OPEN advocates responded by highlighting three policy changes to senators and representatives that they’d like to see:
- The first was a call to action to support the Healthcare Extension and Accessibility for Developmentally Disabled and Underserved Population (HEADs Up) Act (H.R. 3380). Individuals with intellectual and developmental disabilities face significant disparities in health outcomes and accessing health care, including oral health. The act recognizes individuals with intellectual and developmental disabilities as a medically underserved population, expanding their access to vital health programs.

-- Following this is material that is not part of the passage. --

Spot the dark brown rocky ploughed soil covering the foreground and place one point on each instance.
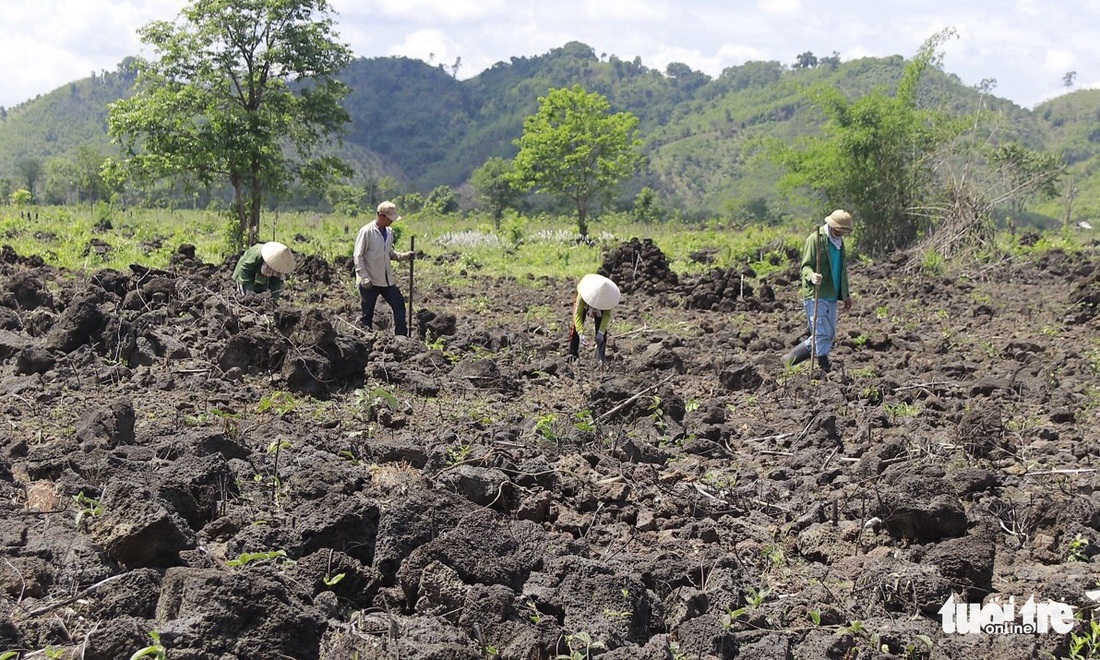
(222, 478)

- The second request to legislators was aimed at broadening dental care services for veterans with chronic conditions, like heart conditions and diabetes. Advocates presented data showing the strong connection between oral health and chronic conditions to explain the need for preventive dental care. They showed how this approach could lead to substantial savings for the Veterans Health Administration and emphasized that investing in dental care could result in healthier lives and reduced medical costs for veterans.
- The third request focused on the need for legislators to appropriate funds to support HRSA Oral Health Workforce and CDC Oral Health Cooperative Agreements in every US state and territory. The people in states that already receive this funding have easier access to oral health services, but the grants are only available to a handful of states, leaving many people in many regions without essential oral health services because of inadequate support.
The Critical Work of Advocating for Oral Health
The success of OPEN’s Virtual Hill Day and the letter from Senators Cardin and Booker is a clear example of how the power of advocacy and speaking directly with congressional representatives can lead to change.
Kerri Dittrich, a public health dental hygienist at Elkhorn Logan Valley Public Health Department in Nebraska, shared her experience and explained the importance of the planned meetings.
“This was my first opportunity to participate in OPEN Hill Day, and it was such a great experience,” she said. “I was thankful that they allowed me to speak specifically about my areas of oral health advocacy and expertise.”
Not only did personal advocacy efforts empower OPEN members like Dittrich to speak directly to policies impacting their communities, but it also allowed them to bring their views and research to the forefront of legislators’ attention.
“I will definitely be participating in this event in the future,” Dittrich added.